This section briefly details the technique used to label a single neuron for observing neurons using confocal microscopy . A tiling heat-shock protocol in MARCM labeling was adapted to cover most neurons born at different times. Animals were kept in a 37°C water bath for 3 min to 60 min, depending on the Gal4 driver used, with 50% overlapping periods throughout the entire development from embryo to adult eclosion. In each case, GFP expression was controlled by a specific Gal4 driver with the expression being dependent on the stochastic removal of a Gal80 repressor by heat-shock-induced expression of a flippase protein during mitotic recombination at cell birth. The Gal4 lines were driven by the promoter of an essential protein for synthesis or processing of one of the following neurotransmitters: acetylcholine (Cha-Gal4), dopamine (TH-Gal4), GABA (Gad1-Gal4), glutamate (VGlut-Gal4), octopamine (Tdc2-Gal4), or serotonin (Trh-Gal4). Thus, an individual neuron of putative birth time and neurotransmitter type was labeled.
Sample brains were imaged using a Zeiss LSM 510 confocal microscope with a 20× C-Apochromat water-immersion objective lens (N.A. value 1.2, working distance 220 µm). The following settings were used in image acquisition: scanning speed 7, resolution 1024×1024, line average four times, zoom 0.7, and optical slice 1 µm. The voxel size of x∶y∶z is 0∶33×0∶33×1 µm. The resolutions of the image stacks in the Olfactory Projection Fibers of the DIADEM data set were the same.
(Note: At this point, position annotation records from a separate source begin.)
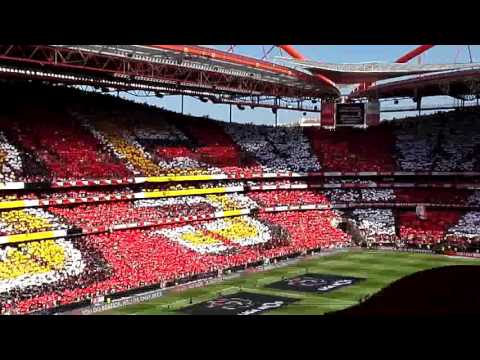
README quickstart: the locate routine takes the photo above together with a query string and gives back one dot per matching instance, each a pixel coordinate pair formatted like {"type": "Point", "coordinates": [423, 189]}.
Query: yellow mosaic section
{"type": "Point", "coordinates": [226, 203]}
{"type": "Point", "coordinates": [132, 154]}
{"type": "Point", "coordinates": [31, 258]}
{"type": "Point", "coordinates": [197, 238]}
{"type": "Point", "coordinates": [23, 222]}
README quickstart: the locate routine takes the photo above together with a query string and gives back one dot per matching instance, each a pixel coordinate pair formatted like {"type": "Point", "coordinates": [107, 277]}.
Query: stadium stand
{"type": "Point", "coordinates": [113, 238]}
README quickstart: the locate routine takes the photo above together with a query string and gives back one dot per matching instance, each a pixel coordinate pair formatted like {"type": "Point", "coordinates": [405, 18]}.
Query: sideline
{"type": "Point", "coordinates": [155, 294]}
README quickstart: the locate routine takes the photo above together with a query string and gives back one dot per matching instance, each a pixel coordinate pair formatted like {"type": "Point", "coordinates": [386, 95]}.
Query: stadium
{"type": "Point", "coordinates": [114, 205]}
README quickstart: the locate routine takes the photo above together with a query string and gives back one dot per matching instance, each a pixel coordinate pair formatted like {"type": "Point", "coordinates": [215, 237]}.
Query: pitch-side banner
{"type": "Point", "coordinates": [350, 115]}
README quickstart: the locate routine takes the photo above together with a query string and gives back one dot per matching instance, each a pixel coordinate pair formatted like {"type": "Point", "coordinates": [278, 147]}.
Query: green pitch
{"type": "Point", "coordinates": [377, 267]}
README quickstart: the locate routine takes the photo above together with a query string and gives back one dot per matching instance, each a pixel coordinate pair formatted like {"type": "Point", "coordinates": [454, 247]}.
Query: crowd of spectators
{"type": "Point", "coordinates": [276, 149]}
{"type": "Point", "coordinates": [130, 259]}
{"type": "Point", "coordinates": [23, 221]}
{"type": "Point", "coordinates": [90, 140]}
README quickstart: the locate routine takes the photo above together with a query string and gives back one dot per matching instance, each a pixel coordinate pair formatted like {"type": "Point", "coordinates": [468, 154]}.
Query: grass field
{"type": "Point", "coordinates": [379, 269]}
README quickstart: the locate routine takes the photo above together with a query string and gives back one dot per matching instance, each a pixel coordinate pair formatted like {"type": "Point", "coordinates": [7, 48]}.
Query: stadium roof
{"type": "Point", "coordinates": [185, 69]}
{"type": "Point", "coordinates": [369, 72]}
{"type": "Point", "coordinates": [452, 83]}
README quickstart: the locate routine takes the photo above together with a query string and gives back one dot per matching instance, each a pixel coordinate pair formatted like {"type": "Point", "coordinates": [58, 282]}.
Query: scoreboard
{"type": "Point", "coordinates": [350, 114]}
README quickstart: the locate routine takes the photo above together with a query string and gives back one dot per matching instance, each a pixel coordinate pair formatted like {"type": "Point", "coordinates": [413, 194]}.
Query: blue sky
{"type": "Point", "coordinates": [325, 53]}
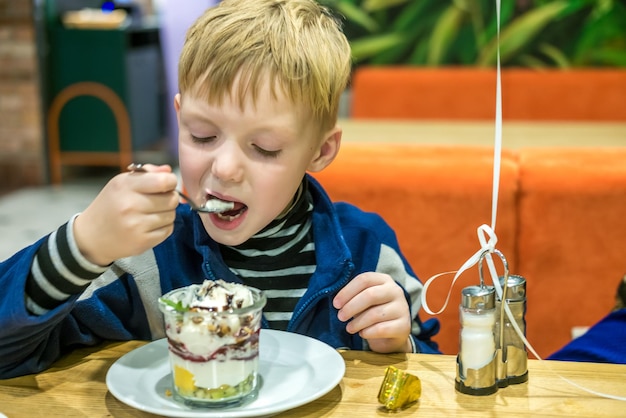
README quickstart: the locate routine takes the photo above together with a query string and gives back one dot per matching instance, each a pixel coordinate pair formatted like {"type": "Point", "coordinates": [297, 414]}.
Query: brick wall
{"type": "Point", "coordinates": [22, 160]}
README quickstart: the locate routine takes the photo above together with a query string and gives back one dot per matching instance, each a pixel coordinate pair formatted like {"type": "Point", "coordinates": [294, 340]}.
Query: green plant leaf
{"type": "Point", "coordinates": [368, 47]}
{"type": "Point", "coordinates": [445, 31]}
{"type": "Point", "coordinates": [520, 32]}
{"type": "Point", "coordinates": [556, 55]}
{"type": "Point", "coordinates": [374, 5]}
{"type": "Point", "coordinates": [358, 16]}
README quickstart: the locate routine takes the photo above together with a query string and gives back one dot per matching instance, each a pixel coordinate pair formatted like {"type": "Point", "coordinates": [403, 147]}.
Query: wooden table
{"type": "Point", "coordinates": [514, 134]}
{"type": "Point", "coordinates": [75, 386]}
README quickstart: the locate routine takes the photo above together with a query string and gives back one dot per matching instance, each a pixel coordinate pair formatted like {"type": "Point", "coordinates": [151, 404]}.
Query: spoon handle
{"type": "Point", "coordinates": [212, 206]}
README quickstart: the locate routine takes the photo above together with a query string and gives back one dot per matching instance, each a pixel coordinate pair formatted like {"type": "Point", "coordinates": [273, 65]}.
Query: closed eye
{"type": "Point", "coordinates": [267, 153]}
{"type": "Point", "coordinates": [203, 140]}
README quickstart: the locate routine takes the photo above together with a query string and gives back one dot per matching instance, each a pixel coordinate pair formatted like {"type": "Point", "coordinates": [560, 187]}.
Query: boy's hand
{"type": "Point", "coordinates": [134, 212]}
{"type": "Point", "coordinates": [379, 312]}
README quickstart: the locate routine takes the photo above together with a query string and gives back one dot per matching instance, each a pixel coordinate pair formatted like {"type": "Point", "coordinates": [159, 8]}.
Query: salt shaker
{"type": "Point", "coordinates": [476, 368]}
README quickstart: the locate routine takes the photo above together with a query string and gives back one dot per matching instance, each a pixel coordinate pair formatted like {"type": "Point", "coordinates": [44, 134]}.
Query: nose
{"type": "Point", "coordinates": [228, 162]}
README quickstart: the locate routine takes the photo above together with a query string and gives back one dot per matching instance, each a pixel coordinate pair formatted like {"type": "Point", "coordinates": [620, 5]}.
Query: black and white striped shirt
{"type": "Point", "coordinates": [279, 260]}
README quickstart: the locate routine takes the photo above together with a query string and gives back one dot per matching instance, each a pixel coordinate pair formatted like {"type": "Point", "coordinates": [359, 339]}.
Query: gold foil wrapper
{"type": "Point", "coordinates": [399, 389]}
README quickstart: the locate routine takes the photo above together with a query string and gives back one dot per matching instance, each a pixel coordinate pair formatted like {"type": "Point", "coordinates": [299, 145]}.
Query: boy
{"type": "Point", "coordinates": [259, 85]}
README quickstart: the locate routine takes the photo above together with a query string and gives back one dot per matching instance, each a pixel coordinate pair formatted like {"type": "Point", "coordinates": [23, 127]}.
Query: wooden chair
{"type": "Point", "coordinates": [58, 157]}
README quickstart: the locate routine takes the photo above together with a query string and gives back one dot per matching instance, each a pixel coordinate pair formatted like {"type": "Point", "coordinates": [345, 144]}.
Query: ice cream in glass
{"type": "Point", "coordinates": [213, 338]}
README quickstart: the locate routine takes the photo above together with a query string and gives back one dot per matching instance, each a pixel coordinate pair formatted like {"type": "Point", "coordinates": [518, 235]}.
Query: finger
{"type": "Point", "coordinates": [388, 329]}
{"type": "Point", "coordinates": [379, 314]}
{"type": "Point", "coordinates": [355, 287]}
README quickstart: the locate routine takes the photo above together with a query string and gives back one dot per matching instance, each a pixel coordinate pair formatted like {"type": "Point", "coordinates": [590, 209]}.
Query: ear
{"type": "Point", "coordinates": [327, 151]}
{"type": "Point", "coordinates": [177, 104]}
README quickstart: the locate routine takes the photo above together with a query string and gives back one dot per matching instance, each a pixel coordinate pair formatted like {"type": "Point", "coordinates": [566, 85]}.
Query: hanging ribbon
{"type": "Point", "coordinates": [487, 237]}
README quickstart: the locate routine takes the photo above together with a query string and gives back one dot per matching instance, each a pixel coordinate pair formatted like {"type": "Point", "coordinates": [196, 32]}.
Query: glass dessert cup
{"type": "Point", "coordinates": [214, 354]}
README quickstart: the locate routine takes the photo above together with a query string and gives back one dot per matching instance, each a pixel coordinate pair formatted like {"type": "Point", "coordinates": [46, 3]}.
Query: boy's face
{"type": "Point", "coordinates": [254, 156]}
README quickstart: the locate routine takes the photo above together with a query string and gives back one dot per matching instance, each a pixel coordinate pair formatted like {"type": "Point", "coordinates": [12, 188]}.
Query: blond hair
{"type": "Point", "coordinates": [298, 44]}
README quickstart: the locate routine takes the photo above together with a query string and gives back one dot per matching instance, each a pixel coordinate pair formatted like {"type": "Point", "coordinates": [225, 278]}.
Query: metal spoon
{"type": "Point", "coordinates": [211, 206]}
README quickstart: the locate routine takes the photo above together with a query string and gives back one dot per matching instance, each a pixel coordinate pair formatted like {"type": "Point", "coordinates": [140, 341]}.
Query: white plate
{"type": "Point", "coordinates": [294, 369]}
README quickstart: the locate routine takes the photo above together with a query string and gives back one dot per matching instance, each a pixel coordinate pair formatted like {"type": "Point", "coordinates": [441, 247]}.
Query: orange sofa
{"type": "Point", "coordinates": [469, 93]}
{"type": "Point", "coordinates": [561, 223]}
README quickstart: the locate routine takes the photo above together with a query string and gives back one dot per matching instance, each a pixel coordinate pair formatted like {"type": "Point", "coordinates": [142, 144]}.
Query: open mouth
{"type": "Point", "coordinates": [231, 214]}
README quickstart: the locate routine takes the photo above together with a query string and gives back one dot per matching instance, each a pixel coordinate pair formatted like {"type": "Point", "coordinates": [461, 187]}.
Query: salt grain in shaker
{"type": "Point", "coordinates": [476, 373]}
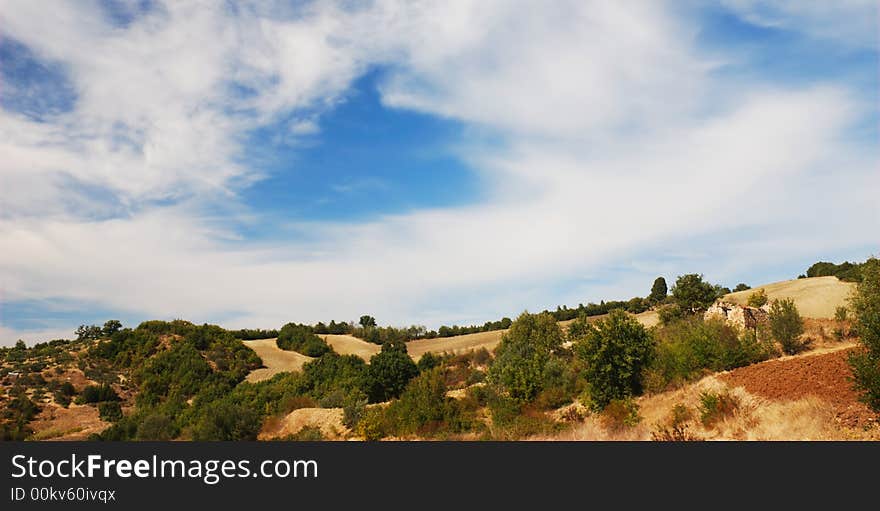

All the data except those provided in the DIADEM data set were acquired by neural biologists in the Brain Research Center, National Tsing Hua University, Hsinchu, Taiwan. Every image of a single neuron in 3D was segmented out of background brain tissues semi-automatically with the help of software. Human aids were provided to visually identify and select the neuron structure in the image. There are cases that multiple single neuron images were labeled from one brain. If these neurons could be clearly discriminated in 3D with ease, the neuron images were also segmented semi-automatically. Mostly, it took just few minutes to complete this step but a small number of difficult cases need more than 10 minutes.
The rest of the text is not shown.